How much overhead should we expect from enabling integer overflow checks? Using a compiler flag or built-in intrinsics, we should be able to do the check with a conditional branch that branches based on the overflow flag that
sub set. Code that looks like
add %esi, %edi
should turn into something like
add %esi, %edi jo <handle_overflow>
Assuming that branch is always correctly predicted (which should be the case for most code), the costs of the branch are the cost of executing that correctly predicted not-taken branch, the pollution the branch causes in the branch history table, and the cost of decoding the branch (on x86,
jno don’t fuse with
sub, which means that on the fast path, the branch will take up one of the 4 opcodes that can be come from the decoded instruction cache per cycle). That’s probably less than a 2x penalty per
sub on front-end limited in the worst case (which might happen in a tightly optmized loop, but should be rare in general), plus some nebulous penalty from branch history pollution which is really difficult to measure in microbenchmarks. Overall, we can use 2x as a pessimistic guess for the total penalty.

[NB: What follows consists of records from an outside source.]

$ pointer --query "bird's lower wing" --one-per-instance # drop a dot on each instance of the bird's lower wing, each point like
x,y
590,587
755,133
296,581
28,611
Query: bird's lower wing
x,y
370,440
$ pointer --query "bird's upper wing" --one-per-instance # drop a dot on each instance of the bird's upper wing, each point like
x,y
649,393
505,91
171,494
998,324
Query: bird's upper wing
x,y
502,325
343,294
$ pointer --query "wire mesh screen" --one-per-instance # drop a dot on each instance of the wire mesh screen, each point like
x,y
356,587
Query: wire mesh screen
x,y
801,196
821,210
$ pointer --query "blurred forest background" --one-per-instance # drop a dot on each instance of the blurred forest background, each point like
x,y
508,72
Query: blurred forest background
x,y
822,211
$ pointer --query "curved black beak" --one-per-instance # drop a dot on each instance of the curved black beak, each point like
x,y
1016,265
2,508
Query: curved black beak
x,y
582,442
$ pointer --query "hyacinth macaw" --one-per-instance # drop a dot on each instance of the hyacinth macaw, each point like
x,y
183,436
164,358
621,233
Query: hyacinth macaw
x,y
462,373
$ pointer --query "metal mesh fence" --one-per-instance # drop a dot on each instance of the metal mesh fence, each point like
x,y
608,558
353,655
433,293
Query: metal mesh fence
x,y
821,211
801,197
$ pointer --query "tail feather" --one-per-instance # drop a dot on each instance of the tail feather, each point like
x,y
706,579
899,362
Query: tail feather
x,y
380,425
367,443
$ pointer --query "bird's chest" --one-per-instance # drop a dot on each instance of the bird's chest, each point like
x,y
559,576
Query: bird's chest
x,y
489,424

2x sounds like a lot, but how much time do applications spend adding and subtracting? If we look at the most commonly used benchmark of “workstation” integer workloads, specint, the composition is maybe 40% load/store ops, 10% branches, and 50% other operations. Of the 50% “other” operations, maybe 30% of those are integer add/sub ops. If we guesstimate that load/store ops are 10x as expensive as add/sub ops, and other ops are as expensive as add/sub, a 2x penalty on add/sub should result in a
(40*10+10+50 + 12) / (40*10+10+50) = 3% penalty. That the penalty for a branch is 2x, that add/sub ops are only 10x slower than load/store ops, and that add/sub ops aren’t faster than other “other” ops are all pessimistic assumptions, so this estimate should be on the high end for most workloads.